FDPDas aktuelle Interview

Arbeitsmarkt für Flüchtlinge öffnen

Christian LindnerChristian Lindner
06.10.2015

Die Freien Demokraten sind überzeugt, dass Arbeit der beste Integrationsmotor ist. FDP-Chef Christian Lindner kritisierte: "Die Entscheidungen der Großen Koalition seit 2013 haben die Hürden für Flüchtlinge erhöht und die Dynamik auf dem Arbeitsmarkt gebremst." Im Interview mit dem "Westfalen Blatt" sprach er außerdem über die Landtagswahlen im kommenden Jahr und Verfassungspatriotismus.

Lindner stellte klar: "In der Flüchtlingskrise geht es nicht um parteipolitische Profilierung, sondern um die Lösung von objektiven Problemen." Deutschland brauche schnell ein Einwanderungsgesetz, "das von einer ungeordneten in eine geordnete Zuwanderung führt". Darüber hinaus sei ein Bündnis aus Gewerkschaften, Arbeitgebern und Politik erforderlich, um Flüchtlinge erfolgreich in den Arbeitsmarkt und das gesellschaftliche Leben zu integrieren. Gegenüber dem "Handelsblatt" forderte er mit Blick auf Mindestlohnregelungen für Flüchtlinge: "Hier brauchen wir eine pragmatische Lösung."

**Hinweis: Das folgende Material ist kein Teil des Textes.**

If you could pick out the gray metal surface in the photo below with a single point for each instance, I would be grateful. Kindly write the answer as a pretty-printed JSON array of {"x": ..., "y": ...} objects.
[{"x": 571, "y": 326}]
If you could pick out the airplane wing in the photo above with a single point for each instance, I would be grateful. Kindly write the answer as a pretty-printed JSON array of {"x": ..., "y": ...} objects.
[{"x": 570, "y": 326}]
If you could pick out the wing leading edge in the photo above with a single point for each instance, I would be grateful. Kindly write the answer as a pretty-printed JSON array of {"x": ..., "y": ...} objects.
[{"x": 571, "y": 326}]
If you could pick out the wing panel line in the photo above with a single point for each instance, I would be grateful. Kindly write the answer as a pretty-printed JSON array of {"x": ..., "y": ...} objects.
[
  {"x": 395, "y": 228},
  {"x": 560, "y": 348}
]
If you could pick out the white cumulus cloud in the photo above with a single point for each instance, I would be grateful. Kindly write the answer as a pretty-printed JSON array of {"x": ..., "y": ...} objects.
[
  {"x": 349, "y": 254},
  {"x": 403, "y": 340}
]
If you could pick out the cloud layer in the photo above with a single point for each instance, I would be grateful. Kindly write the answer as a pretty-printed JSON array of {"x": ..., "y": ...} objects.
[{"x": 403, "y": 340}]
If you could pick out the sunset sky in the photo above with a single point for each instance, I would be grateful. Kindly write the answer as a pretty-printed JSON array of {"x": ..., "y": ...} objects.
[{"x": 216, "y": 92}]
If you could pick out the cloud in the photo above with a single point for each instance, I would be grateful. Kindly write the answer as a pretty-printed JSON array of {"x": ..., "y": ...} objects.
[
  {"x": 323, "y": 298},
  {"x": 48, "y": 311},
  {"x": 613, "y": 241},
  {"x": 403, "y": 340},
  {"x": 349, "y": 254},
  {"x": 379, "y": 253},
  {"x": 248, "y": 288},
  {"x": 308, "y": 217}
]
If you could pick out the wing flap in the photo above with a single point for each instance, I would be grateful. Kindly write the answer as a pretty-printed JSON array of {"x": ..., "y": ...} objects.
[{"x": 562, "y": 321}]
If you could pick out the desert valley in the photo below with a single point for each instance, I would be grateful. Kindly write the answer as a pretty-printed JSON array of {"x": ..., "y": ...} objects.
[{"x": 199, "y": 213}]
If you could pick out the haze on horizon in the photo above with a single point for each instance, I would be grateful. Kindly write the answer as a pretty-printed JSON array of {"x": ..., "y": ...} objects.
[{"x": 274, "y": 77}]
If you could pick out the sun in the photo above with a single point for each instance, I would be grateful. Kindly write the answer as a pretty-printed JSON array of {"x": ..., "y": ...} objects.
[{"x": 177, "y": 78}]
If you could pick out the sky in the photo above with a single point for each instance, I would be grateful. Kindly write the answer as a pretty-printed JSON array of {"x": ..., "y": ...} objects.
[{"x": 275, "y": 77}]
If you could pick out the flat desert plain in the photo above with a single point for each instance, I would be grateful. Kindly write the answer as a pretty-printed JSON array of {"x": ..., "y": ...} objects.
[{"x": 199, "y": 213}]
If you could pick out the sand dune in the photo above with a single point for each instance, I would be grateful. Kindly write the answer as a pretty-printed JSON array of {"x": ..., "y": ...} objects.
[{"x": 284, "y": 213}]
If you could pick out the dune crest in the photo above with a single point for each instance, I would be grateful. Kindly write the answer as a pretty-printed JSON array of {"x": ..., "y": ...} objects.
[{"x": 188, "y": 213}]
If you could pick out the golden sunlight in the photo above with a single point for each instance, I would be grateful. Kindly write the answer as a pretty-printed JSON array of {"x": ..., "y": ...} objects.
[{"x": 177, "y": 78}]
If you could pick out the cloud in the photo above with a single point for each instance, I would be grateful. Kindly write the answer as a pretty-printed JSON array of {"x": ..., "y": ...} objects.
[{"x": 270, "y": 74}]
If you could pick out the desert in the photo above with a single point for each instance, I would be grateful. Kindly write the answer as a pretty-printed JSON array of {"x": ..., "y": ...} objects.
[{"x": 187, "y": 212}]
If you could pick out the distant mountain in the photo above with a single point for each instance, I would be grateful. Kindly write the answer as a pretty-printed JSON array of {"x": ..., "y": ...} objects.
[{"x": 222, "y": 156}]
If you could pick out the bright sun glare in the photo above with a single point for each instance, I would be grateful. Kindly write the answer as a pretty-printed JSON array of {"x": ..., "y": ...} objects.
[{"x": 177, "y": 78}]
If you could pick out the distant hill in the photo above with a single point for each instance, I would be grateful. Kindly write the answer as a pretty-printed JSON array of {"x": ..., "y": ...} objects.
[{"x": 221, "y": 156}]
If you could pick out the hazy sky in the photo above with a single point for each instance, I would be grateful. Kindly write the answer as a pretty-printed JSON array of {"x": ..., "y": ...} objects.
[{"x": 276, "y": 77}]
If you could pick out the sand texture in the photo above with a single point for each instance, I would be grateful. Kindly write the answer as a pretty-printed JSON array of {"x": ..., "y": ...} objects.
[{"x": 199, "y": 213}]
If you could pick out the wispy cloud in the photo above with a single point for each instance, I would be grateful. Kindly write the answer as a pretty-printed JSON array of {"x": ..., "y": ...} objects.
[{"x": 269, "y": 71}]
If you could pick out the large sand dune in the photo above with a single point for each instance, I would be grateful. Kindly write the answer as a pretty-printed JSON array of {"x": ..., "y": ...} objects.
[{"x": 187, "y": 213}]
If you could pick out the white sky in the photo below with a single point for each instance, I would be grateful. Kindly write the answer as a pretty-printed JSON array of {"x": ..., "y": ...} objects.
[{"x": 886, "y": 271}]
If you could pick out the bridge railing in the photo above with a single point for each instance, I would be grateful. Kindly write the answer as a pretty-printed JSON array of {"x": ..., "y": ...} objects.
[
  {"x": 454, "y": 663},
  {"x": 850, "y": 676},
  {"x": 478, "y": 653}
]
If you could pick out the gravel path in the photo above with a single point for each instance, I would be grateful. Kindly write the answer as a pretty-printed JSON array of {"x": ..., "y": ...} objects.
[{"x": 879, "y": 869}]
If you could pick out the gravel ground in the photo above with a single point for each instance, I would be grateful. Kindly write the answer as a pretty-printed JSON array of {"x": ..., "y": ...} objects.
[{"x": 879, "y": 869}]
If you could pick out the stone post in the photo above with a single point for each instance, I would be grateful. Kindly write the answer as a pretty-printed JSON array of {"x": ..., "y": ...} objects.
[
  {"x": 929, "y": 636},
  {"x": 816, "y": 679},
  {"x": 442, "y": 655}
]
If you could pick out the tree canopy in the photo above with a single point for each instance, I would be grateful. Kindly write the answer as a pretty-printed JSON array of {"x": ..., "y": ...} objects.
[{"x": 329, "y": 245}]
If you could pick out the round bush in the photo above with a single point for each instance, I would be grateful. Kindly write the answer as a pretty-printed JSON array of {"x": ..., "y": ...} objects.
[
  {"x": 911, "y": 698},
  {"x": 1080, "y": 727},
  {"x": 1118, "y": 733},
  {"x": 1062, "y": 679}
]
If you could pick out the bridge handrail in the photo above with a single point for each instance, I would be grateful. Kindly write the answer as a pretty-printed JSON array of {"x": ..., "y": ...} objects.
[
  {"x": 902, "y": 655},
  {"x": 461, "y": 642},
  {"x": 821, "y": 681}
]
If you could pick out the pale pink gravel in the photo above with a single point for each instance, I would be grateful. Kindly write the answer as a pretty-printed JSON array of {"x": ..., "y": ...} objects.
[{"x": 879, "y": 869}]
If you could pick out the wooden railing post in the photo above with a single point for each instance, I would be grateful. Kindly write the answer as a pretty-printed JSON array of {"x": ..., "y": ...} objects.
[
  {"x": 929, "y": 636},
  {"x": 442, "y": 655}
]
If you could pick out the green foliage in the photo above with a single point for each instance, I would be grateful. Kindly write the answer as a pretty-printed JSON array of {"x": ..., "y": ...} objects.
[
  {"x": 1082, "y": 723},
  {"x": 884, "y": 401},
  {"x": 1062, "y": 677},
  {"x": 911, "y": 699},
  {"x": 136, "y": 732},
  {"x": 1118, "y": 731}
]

Auf innere Liberalität stolz sein

Der FDP-Vorsitzende rief dazu auf, die Liberalität Deutschlands zu verteidigen, "zum Beispiel gegen Leute, die braune Parolen skandieren". Auf der anderen Seite müssten die Menschen willkommen geheißen werden, die sich zu den deutschen Verfassungswerten bekennen. "Dazu gehört die freie Entfaltung des Einzelnen, aber bei uns darf eben auch Satire über den Religionsstifter Mohammed gemacht werden. Da kann es für niemanden Rabatt geben - egal, ob Deutscher oder Zuwanderer", verdeutlichte Lindner.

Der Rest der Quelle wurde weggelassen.